Trips like TRR’s to St. John give wounded veterans a chance to reunite with fellow veterans after they return to civilian lives, explained Pannell, whose wife Danielle accompanied the group.
“When you get out of the hospital you’re not around these guys anymore,” Pannell said. “You go home to your town and although you might not be the only amputee there, the others stay behind closed doors mainly. So it’s nice to be around these guys again.”
Sharing and Teaching
“It’s good to get together with these guys and compare notes,” added Pannell. “We also get a chance to help the younger guys out and show them what we can still do.”

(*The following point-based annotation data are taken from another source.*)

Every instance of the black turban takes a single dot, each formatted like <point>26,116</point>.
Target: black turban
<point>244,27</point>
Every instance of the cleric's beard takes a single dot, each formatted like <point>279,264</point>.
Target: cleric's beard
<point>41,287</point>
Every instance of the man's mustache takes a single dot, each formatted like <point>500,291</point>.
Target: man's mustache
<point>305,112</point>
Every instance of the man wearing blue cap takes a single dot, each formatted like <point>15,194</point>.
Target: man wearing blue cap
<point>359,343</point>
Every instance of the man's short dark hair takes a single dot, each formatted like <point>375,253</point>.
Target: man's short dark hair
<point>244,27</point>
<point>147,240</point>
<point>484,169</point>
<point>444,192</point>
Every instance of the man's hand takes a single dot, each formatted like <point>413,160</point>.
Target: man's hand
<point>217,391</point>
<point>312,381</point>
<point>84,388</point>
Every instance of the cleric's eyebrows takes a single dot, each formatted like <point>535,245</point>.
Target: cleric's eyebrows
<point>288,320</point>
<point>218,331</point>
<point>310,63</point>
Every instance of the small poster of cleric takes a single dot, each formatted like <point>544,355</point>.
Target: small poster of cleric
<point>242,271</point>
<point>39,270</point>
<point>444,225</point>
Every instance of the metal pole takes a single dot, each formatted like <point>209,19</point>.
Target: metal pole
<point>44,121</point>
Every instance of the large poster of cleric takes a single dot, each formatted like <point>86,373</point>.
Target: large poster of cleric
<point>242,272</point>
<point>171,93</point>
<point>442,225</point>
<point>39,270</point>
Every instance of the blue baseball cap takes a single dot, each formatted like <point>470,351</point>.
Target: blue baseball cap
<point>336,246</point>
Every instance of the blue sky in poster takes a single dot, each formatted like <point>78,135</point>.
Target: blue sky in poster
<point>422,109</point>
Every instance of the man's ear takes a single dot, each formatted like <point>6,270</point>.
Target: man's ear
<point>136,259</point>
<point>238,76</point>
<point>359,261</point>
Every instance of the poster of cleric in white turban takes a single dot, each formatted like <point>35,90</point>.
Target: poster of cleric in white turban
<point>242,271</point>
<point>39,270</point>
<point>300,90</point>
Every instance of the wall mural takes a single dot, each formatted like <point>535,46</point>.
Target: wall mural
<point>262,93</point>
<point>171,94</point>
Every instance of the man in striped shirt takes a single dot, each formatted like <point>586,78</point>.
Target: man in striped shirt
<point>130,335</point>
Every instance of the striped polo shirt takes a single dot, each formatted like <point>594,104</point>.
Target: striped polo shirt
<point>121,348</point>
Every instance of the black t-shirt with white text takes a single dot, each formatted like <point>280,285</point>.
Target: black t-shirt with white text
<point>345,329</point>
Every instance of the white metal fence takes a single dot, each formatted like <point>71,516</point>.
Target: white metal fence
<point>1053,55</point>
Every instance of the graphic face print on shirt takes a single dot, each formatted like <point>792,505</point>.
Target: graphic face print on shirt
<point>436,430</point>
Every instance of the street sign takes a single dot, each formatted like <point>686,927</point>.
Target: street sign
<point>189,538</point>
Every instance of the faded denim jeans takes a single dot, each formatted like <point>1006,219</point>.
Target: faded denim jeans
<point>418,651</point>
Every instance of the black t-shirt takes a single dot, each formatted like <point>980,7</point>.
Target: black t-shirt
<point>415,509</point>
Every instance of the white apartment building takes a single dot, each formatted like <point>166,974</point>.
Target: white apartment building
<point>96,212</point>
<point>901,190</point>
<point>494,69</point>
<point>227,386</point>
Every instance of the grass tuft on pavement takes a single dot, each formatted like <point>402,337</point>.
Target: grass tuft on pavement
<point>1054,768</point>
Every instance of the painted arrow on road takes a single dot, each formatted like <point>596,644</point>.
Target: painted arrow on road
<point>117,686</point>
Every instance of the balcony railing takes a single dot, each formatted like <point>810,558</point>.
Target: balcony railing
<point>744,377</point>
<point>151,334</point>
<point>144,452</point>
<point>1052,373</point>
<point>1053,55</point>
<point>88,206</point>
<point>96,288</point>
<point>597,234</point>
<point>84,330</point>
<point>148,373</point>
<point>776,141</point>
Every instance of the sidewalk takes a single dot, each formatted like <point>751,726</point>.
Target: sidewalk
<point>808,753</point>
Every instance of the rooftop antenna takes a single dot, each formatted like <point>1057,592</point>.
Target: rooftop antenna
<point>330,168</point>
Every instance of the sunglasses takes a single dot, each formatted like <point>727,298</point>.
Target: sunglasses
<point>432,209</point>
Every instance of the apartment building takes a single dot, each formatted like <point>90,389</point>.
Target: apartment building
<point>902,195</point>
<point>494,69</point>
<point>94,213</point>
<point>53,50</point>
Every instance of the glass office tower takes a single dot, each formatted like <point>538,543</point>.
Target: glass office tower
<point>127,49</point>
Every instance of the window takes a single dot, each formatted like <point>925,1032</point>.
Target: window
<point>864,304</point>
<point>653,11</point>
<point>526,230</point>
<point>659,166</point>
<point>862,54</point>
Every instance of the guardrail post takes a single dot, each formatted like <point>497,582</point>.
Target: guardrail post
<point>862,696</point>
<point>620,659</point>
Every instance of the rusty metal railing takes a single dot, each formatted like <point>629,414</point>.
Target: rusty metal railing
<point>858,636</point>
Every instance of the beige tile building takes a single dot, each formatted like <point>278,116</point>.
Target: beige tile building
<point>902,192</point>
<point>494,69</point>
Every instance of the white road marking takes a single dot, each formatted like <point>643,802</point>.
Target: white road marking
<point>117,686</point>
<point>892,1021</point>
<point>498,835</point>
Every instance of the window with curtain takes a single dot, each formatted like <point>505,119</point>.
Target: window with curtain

The trip offered Scott Morgan, a U.S. Army veteran who served in Iraq, a chance to get active again.
“I’m pretty much cooped up at home so this was a chance for me to get out and do something,” said Morgan, whose wife is a fourth grade teacher and couldn’t join him on the adventure. “We have a six-year-old daughter and I’m taking on-line classes so I’m inside a lot and can’t exercise like I used to. This is the first time I’ve kayaked and I really like it — it’s definitely something I’m going to keep up with at home.”
Bill Johnston of Pittsburgh, PA, who served with the U.S. Marines in Vietnam has been kayaking with TRR for years and the experience has helped him gain confidence in all areas of his life.
“I have a lot of fun with these guys and they are such great instructors they make it easy,” said Johnston. “Once you get out there and propel yourself you really feel like you can just do a lot more.”
A number of local groups helped make the TRR trip a well-rounded St. John experience.
St. John Administrator Leona Smith’s office helped facilitate transportation logistics; Crabby’s Watersports donated kayaks and snorkel gear for the veterans to use; Arawak Expeditions led the group on an adventure tour; American Legion Post #131 facilitated transportation and food donations; Westin Resort and Villas and Starfish Market donated food; Skinny Legs hosted a luncheon; Maho Bay Camps provided a dinner; and Delegate to Congress Donna Christensen played an integral role as well.